Accessing dashboards​

After logging in:

  1. Click on the Dashboards icon in the left sidebar.
  2. In the dashboard list, find and click on the MIF dashboard, which provides comprehensive monitoring of the MoAI Inference Framework.

Grafana dashboard access


Dashboard filters​

The dashboard includes several filters at the top that allow you to customize the view:

MIF dashboard filters

  • amd_nodes, nvidia_nodes: Filter metrics by specific AMD or NVIDIA node hostnames. Select one or more nodes of each type to focus on. These filters are particularly useful when viewing GPU metrics, as they allow you to monitor GPU utilization, VRAM usage, and temperature for specific nodes in your cluster.
  • namespace: Filter metrics by Kubernetes namespace. Use this to isolate metrics for specific deployments.
  • inference_pool: Filter metrics by inference pool name.

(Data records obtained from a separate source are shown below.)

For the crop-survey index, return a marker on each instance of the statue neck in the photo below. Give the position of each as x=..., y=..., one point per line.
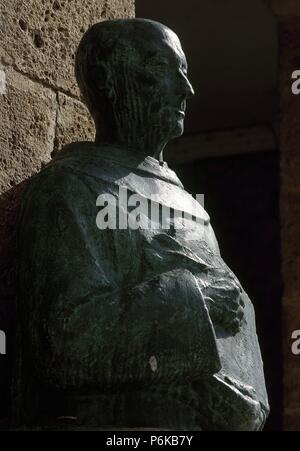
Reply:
x=145, y=144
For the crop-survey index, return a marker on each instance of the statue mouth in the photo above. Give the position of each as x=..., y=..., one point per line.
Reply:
x=180, y=113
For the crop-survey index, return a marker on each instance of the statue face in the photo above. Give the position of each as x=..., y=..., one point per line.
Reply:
x=133, y=74
x=163, y=85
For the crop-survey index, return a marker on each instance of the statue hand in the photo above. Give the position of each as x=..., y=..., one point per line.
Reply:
x=225, y=304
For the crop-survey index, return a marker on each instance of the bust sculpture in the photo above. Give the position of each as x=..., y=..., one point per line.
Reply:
x=129, y=327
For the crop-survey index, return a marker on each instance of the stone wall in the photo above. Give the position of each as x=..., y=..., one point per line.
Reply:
x=288, y=13
x=40, y=111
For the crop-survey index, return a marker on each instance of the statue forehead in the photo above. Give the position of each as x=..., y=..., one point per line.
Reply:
x=140, y=35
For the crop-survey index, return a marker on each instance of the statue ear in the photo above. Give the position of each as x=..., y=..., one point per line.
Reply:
x=106, y=81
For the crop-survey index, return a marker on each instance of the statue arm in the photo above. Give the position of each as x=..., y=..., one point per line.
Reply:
x=90, y=320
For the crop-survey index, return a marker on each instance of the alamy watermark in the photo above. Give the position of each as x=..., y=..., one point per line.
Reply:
x=2, y=343
x=133, y=211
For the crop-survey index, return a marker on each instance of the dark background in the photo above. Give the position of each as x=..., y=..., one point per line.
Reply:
x=231, y=47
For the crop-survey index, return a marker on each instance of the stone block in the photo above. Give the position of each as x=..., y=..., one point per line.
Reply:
x=27, y=128
x=74, y=122
x=40, y=38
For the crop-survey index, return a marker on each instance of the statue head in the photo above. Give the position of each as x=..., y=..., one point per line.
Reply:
x=132, y=74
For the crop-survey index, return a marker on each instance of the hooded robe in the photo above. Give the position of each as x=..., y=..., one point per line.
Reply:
x=113, y=325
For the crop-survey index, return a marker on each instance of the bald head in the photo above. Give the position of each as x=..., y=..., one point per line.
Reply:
x=121, y=66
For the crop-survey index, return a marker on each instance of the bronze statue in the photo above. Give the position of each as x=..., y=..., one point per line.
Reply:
x=129, y=326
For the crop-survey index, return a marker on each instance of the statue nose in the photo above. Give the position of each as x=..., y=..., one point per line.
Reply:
x=186, y=87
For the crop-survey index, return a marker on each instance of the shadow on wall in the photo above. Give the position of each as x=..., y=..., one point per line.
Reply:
x=8, y=264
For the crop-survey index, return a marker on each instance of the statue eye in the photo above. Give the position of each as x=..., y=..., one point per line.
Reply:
x=155, y=64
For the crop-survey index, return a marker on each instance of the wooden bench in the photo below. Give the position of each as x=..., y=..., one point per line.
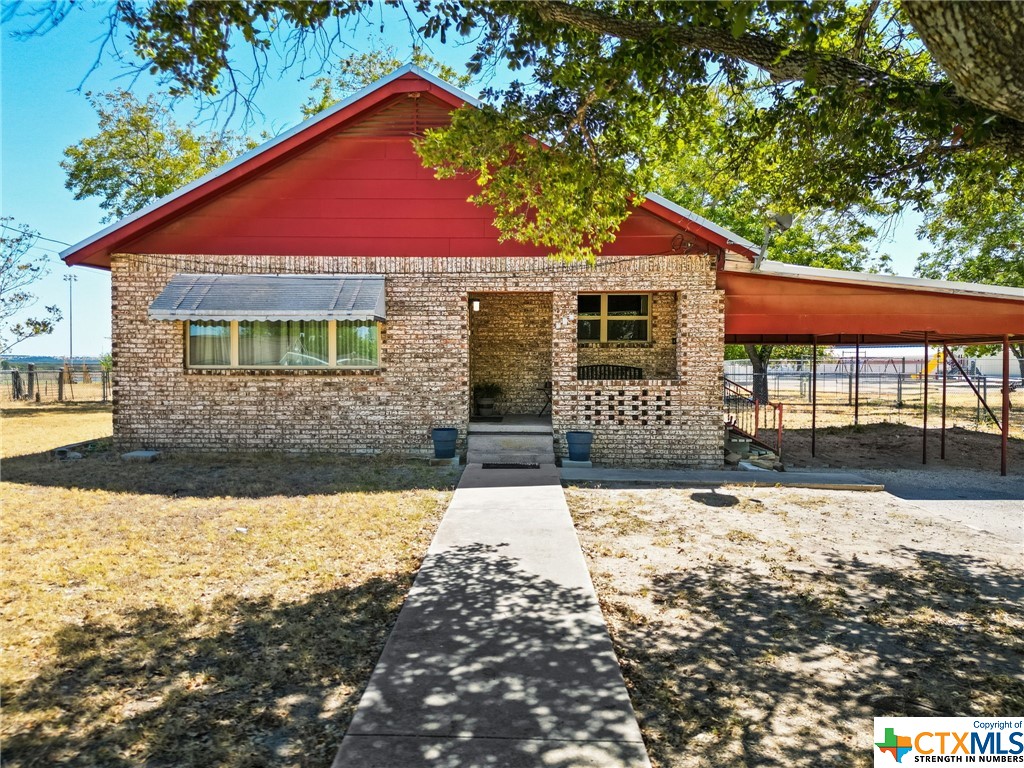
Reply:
x=591, y=373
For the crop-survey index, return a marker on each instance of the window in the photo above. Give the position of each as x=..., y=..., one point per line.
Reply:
x=209, y=344
x=621, y=317
x=282, y=344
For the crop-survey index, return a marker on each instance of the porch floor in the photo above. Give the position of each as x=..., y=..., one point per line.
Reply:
x=519, y=423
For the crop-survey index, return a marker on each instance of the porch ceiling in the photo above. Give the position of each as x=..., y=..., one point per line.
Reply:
x=798, y=306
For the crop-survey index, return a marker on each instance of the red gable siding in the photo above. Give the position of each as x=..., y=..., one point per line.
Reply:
x=352, y=185
x=351, y=195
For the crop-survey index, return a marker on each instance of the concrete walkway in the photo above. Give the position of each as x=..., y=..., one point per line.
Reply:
x=500, y=655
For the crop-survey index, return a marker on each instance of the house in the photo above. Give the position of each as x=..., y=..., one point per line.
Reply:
x=325, y=292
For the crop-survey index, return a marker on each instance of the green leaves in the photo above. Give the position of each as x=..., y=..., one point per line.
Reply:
x=18, y=269
x=140, y=154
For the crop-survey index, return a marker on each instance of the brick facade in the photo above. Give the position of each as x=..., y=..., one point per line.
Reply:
x=425, y=375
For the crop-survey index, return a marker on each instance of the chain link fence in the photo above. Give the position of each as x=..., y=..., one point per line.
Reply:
x=891, y=390
x=31, y=384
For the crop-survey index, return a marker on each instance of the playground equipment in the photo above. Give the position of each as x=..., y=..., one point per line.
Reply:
x=932, y=365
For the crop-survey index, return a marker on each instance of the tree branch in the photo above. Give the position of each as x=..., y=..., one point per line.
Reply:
x=784, y=64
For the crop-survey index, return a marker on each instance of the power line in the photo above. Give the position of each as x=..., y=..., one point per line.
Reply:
x=35, y=235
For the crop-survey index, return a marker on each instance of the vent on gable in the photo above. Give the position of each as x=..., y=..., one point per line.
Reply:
x=408, y=116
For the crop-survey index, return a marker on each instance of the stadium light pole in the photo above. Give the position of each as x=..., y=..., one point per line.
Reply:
x=71, y=280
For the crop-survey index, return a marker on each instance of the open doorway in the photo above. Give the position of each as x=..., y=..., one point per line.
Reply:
x=510, y=351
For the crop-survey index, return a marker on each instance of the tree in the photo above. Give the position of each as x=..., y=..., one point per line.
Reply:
x=837, y=104
x=699, y=180
x=140, y=154
x=18, y=270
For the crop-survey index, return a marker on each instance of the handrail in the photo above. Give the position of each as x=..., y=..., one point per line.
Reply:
x=743, y=414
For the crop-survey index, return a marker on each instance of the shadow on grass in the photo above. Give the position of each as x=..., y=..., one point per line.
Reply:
x=939, y=639
x=242, y=683
x=235, y=475
x=489, y=649
x=492, y=665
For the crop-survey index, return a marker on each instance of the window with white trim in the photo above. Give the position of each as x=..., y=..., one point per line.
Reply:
x=283, y=344
x=617, y=317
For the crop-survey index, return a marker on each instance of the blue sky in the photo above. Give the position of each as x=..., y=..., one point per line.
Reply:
x=44, y=109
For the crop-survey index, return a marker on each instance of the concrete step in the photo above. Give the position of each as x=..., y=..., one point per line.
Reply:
x=510, y=448
x=540, y=459
x=513, y=425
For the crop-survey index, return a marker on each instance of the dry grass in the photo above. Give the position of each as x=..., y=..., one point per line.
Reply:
x=217, y=610
x=28, y=428
x=767, y=627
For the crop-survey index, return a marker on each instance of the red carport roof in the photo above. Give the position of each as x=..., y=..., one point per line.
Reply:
x=788, y=304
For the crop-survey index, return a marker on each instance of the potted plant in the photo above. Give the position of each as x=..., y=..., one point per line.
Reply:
x=485, y=393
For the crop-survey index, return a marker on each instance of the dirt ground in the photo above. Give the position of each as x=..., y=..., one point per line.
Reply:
x=766, y=627
x=898, y=446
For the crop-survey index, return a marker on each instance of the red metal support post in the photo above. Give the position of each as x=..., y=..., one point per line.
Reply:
x=778, y=430
x=924, y=430
x=1006, y=406
x=856, y=384
x=814, y=394
x=945, y=366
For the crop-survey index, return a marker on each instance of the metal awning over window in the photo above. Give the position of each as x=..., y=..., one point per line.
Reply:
x=271, y=297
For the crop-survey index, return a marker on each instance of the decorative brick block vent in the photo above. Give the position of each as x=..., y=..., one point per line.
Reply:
x=524, y=334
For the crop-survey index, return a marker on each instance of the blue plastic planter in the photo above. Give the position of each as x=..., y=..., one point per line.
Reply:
x=579, y=445
x=444, y=439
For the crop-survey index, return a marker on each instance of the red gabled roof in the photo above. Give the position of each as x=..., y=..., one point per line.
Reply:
x=348, y=183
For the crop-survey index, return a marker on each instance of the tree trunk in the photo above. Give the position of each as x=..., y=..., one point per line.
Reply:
x=760, y=355
x=979, y=45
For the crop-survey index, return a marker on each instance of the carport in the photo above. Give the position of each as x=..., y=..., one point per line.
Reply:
x=790, y=304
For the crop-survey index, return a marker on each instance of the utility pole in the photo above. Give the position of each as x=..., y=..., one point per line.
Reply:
x=71, y=280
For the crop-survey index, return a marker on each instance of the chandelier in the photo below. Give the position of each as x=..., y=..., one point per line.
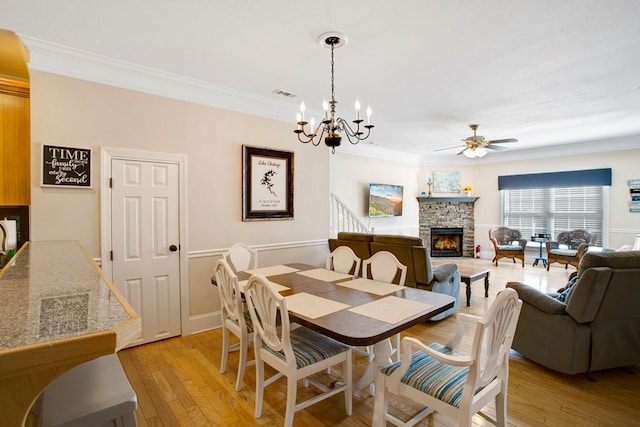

This helps you monitor specific pool configurations.
  • inference_service: Filter metrics by inference service name. Use this to focus on specific model deployments.

By setting the namespace and inference_pool filters together, you can view metrics for a specific model deployment. For example, if you followed the quickstart guide, you would set namespace to quickstart and inference_pool to heimdall to see metrics for the meta-llama/Llama-3.2-1B-Instruct model deployed in that guide.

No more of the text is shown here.